Margaret Sullavan e Charles Boyer em uma foto publicitária para Encontro de Amor (1941).
Margaret Sullavan com Marsha Hunt, Ann Sothern, Fay Bainter e Joan Blondell em Bloody Dawn (1943).
Margaret Sullavan e Natalie Wood em Destino Amargo (1950), que marcou a despedida da atriz das telas do cinema.

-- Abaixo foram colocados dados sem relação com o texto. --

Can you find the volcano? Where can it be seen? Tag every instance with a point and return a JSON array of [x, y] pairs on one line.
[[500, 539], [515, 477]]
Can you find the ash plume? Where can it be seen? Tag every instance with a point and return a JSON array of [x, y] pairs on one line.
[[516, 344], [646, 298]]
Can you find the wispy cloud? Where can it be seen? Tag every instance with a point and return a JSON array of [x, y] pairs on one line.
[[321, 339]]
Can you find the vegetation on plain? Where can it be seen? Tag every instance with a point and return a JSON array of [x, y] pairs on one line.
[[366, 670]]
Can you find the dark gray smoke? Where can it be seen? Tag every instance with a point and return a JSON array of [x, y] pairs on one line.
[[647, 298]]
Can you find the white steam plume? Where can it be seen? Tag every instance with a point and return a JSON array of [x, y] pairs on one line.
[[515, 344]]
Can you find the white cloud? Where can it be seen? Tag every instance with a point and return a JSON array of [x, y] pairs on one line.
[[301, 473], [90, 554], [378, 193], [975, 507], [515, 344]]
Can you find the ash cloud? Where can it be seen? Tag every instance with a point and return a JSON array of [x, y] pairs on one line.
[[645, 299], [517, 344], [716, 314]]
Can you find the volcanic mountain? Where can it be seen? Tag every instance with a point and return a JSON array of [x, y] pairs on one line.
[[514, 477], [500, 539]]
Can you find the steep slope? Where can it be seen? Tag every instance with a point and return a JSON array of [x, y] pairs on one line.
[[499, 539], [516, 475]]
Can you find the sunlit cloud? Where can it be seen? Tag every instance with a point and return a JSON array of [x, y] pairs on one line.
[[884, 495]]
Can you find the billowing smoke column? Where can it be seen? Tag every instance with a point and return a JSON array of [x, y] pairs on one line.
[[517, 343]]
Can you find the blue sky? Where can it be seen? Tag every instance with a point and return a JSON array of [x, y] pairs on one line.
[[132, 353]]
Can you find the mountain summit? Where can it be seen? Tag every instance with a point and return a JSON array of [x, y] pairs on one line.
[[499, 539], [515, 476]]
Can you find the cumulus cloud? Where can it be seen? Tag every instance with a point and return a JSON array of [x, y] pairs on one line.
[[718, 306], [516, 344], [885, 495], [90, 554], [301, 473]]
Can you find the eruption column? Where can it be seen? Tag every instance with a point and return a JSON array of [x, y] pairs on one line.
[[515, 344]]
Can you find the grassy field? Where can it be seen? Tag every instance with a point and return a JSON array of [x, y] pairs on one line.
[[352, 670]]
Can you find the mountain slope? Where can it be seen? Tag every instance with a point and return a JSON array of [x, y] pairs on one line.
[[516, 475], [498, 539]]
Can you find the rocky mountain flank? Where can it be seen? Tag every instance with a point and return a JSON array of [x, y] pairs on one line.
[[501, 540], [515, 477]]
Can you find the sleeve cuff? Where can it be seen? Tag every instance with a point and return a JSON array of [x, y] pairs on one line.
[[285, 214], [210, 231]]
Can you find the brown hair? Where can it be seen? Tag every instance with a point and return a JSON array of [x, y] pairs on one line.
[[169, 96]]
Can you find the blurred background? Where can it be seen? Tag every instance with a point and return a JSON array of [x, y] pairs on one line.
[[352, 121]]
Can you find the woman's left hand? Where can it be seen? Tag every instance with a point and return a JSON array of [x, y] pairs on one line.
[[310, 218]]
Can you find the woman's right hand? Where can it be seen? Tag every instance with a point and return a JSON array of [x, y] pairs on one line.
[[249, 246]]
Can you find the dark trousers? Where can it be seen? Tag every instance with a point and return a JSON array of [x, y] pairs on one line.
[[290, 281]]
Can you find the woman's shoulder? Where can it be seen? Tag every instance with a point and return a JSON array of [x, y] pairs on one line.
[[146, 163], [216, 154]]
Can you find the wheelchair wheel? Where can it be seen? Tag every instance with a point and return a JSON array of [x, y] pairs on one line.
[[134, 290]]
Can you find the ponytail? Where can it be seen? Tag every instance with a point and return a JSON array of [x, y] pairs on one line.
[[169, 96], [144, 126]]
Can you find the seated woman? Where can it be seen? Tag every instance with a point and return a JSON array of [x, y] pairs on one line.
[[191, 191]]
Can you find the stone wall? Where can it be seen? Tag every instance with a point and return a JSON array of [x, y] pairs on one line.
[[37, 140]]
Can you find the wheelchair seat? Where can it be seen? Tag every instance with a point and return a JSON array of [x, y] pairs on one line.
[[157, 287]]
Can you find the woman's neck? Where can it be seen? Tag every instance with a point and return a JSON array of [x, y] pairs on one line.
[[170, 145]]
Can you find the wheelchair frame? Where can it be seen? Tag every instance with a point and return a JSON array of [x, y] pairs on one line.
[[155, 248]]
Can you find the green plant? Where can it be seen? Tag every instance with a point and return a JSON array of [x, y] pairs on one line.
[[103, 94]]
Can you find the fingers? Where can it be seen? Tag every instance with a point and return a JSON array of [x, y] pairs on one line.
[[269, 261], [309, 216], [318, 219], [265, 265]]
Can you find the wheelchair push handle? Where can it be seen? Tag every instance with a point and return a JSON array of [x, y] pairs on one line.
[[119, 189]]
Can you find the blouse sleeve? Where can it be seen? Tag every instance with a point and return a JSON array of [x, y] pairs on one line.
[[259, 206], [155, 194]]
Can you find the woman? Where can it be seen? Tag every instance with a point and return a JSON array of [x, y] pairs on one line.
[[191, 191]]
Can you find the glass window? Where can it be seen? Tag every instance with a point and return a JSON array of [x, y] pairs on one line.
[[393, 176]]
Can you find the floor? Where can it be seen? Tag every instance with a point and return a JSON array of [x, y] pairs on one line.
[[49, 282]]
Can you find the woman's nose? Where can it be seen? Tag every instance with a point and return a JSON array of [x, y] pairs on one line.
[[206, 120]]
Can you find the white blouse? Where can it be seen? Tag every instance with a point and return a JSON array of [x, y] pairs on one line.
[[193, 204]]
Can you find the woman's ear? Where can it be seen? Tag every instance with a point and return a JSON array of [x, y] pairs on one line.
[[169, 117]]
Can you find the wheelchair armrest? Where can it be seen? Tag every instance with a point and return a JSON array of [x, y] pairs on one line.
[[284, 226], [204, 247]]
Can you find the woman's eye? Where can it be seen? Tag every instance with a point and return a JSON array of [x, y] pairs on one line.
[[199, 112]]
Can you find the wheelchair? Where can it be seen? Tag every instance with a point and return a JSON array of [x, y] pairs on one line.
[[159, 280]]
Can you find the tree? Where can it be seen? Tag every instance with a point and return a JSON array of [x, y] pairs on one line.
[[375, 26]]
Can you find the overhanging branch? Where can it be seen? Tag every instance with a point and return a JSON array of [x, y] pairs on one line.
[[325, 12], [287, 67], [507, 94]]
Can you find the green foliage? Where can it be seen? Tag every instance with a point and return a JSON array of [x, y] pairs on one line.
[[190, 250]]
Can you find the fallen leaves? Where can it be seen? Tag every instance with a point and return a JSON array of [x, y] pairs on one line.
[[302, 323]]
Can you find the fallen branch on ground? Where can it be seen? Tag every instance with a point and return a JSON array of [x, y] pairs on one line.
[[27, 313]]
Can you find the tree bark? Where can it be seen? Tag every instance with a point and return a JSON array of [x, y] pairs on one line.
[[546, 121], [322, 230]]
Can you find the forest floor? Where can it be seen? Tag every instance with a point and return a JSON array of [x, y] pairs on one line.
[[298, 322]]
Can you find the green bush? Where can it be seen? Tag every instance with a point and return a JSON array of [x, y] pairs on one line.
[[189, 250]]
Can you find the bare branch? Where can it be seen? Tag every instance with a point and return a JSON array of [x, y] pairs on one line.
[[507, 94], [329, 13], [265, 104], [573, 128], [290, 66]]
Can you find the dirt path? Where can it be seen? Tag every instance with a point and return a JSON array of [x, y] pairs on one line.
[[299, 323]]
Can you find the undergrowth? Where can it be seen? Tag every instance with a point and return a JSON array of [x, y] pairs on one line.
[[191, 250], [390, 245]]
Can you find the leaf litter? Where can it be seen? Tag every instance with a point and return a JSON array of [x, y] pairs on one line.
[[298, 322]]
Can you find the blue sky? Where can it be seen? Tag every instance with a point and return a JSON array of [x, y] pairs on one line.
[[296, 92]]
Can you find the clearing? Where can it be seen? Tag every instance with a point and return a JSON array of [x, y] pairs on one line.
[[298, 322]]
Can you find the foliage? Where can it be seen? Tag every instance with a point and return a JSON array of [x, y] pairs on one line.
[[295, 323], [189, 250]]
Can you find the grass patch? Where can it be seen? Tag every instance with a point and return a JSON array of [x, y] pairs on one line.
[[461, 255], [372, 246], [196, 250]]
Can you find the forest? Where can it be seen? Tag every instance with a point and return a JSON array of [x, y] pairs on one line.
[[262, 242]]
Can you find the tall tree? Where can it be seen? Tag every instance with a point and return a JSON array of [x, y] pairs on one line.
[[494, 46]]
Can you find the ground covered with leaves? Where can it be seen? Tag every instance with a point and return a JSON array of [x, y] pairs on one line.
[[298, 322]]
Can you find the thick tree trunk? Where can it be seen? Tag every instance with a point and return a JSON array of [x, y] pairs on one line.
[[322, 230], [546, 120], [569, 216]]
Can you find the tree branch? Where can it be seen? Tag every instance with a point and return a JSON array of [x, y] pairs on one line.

Em 1º de janeiro de 1960, Margaret Sullavan foi encontrada na cama, inconsciente, em um quarto de hotel em New Haven, Connecticut. Um frasco de comprimidos prescritos foi encontrado ao lado da cama. A atriz foi levada às pressas para o Hospital Grace New Haven, mas foi declarada morta ao chegar. O legista do condado determinou oficialmente que a morte de Margaret Sullavan foi uma overdose acidental de barbitúricos. Ela estava casada desde 1950 com o quarto marido, o empresário inglês Kenneth Wagg, e tinha somente 50 anos.
Seus dois filhos mais novos, Bridget e Bill, também passaram um tempo em várias instituições. Bridget morreu de overdose de drogas em outubro de 1960, enquanto Bill morreu de um ferimento de bala autoinfligido em março de 2008. A filha mais velha de Margaret, a atriz Brooke Hayward, escreveu "Haywire", um livro de memórias best-seller sobre sua família, que foi adaptado em 1980 para a minissérie de mesmo nome estrelada por Lee Remick como Margaret Sullavan, Jason Robards como Leland Hayward e Deborah Raffin como Brooke Hayward.
Pela sua contribuição para a indústria cinematográfica, Margaret Sullavan tem uma estrela na Calçada da Fama, no número 1751 da Vine Street.